Um novo estudo da INTIMINA revela um retrato claro — e inquietante — da saúde íntima feminina em Portugal. Apesar de viverem num país hiperconectado, 56% das portuguesas recorrem primeiro à internet quando surge um sintoma íntimo, antes mesmo de falar com um profissional de saúde. A contradição é evidente: há acesso à informação, mas persistem tabus que moldam comportamentos, decisões e até o vocabulário com que as mulheres se permitem falar do próprio corpo.
Os números expõem um desconforto estrutural: 93,8% das mulheres admite que a saúde íntima continua a ser um tema desconfortável, e quase 38% já evitou falar com o ginecologista por vergonha.
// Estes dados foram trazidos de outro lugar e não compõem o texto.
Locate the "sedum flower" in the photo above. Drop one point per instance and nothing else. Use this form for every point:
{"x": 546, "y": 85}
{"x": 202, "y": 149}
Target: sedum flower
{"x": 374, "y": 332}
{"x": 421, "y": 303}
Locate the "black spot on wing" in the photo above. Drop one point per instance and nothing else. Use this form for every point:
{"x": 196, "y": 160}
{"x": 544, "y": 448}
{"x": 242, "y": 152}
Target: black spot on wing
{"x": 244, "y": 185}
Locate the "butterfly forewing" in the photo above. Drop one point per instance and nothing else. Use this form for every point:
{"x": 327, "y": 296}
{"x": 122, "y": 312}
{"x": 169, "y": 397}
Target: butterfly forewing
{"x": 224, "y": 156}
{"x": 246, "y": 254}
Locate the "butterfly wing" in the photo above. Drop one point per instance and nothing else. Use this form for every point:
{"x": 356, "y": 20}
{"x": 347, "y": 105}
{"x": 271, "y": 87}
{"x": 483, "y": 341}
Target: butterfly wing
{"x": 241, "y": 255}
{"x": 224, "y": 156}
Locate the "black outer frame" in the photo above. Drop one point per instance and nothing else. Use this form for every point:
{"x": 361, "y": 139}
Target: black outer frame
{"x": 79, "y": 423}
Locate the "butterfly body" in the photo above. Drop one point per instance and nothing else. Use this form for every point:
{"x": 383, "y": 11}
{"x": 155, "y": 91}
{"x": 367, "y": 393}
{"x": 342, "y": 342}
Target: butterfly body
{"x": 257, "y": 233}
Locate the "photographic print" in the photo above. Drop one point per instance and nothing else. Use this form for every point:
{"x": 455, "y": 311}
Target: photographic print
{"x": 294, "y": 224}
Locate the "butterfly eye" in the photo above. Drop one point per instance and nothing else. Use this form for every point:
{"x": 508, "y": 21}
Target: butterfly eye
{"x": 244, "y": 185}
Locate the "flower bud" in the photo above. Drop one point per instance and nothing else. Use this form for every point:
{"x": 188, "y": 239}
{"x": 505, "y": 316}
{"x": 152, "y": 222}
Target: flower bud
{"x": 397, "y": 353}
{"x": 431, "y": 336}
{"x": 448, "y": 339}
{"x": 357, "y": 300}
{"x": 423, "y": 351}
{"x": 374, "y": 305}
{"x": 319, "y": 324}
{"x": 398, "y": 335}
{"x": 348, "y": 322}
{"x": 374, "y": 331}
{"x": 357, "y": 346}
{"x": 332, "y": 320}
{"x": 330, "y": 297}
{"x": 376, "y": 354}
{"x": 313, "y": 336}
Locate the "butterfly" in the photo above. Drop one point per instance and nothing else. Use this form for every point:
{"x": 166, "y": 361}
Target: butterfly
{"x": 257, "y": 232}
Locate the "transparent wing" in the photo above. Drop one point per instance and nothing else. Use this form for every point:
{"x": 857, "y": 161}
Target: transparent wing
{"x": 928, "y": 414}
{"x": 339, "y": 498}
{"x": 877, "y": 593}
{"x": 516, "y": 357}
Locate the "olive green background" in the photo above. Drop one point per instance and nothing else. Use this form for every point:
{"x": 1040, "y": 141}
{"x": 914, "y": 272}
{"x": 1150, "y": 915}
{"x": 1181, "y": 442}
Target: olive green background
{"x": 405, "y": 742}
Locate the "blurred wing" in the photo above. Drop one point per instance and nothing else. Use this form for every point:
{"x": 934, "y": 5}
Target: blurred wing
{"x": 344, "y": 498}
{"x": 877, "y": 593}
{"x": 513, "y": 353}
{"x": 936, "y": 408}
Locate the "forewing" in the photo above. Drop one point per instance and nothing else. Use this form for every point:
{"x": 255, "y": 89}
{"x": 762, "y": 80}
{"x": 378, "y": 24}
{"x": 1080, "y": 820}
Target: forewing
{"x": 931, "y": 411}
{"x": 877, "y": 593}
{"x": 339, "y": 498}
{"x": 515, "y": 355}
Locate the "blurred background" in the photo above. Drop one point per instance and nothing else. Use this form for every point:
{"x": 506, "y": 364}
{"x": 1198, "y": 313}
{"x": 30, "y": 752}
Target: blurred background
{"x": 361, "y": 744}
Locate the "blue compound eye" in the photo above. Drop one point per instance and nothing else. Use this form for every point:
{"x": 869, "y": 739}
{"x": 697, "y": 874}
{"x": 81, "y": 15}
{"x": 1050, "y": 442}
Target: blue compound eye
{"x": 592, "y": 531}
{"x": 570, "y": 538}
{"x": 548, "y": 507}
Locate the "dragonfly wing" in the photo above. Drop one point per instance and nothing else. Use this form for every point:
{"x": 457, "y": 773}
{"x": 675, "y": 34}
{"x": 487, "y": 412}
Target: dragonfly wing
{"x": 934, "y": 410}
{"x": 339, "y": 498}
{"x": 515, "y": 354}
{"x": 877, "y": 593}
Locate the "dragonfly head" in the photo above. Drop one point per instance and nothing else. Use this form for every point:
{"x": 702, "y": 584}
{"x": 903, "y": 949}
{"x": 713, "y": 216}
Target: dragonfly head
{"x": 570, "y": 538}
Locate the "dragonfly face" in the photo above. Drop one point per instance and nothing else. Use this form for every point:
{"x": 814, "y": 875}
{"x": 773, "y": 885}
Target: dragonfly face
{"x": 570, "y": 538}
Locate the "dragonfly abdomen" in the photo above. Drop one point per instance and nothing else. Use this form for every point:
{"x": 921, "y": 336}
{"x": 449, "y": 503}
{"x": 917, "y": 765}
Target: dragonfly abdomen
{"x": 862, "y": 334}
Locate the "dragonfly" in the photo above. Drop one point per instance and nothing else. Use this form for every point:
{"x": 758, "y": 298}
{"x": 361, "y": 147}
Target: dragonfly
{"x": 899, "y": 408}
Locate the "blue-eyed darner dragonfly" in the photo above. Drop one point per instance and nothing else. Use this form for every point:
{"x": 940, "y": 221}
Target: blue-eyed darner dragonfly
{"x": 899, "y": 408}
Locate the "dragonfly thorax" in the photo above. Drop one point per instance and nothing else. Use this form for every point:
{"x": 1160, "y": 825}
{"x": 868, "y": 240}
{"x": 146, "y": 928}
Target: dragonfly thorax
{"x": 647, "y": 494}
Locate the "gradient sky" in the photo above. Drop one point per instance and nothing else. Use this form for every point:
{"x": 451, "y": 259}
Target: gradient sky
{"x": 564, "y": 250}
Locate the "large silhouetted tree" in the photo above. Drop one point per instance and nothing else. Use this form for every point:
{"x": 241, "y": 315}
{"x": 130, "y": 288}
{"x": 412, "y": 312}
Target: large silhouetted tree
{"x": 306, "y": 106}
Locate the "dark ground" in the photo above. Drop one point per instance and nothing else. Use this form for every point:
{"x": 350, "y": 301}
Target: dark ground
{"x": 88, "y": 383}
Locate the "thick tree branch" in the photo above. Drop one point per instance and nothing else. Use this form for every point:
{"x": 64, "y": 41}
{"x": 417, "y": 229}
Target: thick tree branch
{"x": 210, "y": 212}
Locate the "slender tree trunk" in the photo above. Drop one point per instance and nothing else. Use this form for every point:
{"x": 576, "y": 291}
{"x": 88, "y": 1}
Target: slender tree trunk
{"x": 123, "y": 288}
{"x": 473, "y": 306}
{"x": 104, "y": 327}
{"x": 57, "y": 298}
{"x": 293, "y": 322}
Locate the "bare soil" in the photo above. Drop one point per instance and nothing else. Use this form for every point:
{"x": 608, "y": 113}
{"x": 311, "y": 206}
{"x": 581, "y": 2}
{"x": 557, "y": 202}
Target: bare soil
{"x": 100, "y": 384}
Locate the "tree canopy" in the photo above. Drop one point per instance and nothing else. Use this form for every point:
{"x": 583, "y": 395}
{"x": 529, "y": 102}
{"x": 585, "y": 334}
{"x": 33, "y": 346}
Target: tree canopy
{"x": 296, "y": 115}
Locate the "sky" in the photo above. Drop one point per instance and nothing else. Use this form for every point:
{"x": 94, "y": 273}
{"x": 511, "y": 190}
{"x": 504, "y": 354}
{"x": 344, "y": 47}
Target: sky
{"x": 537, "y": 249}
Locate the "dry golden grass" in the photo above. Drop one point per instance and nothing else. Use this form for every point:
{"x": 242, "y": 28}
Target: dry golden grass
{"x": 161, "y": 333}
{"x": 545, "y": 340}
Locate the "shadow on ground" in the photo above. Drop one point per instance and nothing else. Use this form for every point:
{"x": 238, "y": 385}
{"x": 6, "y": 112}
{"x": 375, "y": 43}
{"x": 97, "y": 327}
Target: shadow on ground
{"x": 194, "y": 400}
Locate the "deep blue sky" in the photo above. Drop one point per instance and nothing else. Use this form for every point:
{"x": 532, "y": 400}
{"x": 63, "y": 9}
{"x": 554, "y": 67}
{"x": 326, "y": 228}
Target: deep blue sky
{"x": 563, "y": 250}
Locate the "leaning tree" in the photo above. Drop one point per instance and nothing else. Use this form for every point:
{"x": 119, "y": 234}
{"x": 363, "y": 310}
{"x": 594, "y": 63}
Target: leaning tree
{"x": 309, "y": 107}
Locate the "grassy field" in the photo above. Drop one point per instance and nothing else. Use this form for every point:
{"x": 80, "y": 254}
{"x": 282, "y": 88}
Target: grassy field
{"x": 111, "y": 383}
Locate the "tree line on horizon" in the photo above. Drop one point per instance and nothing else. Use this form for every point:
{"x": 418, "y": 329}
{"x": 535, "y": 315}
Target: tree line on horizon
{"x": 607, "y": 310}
Entre falta de literacia, educação sexual insuficiente e desinformação online, o estudo mostra que a internet se tornou o “primeiro consultório” — mas nem sempre o mais seguro.
A INTIMINA reforça que quebrar o silêncio é tão urgente quanto garantir acesso a cuidados, lembrando que a saúde íntima não pode depender apenas da iniciativa individual, mas de uma cultura que normalize a conversa e devolva às mulheres o direito de perguntar sem medo.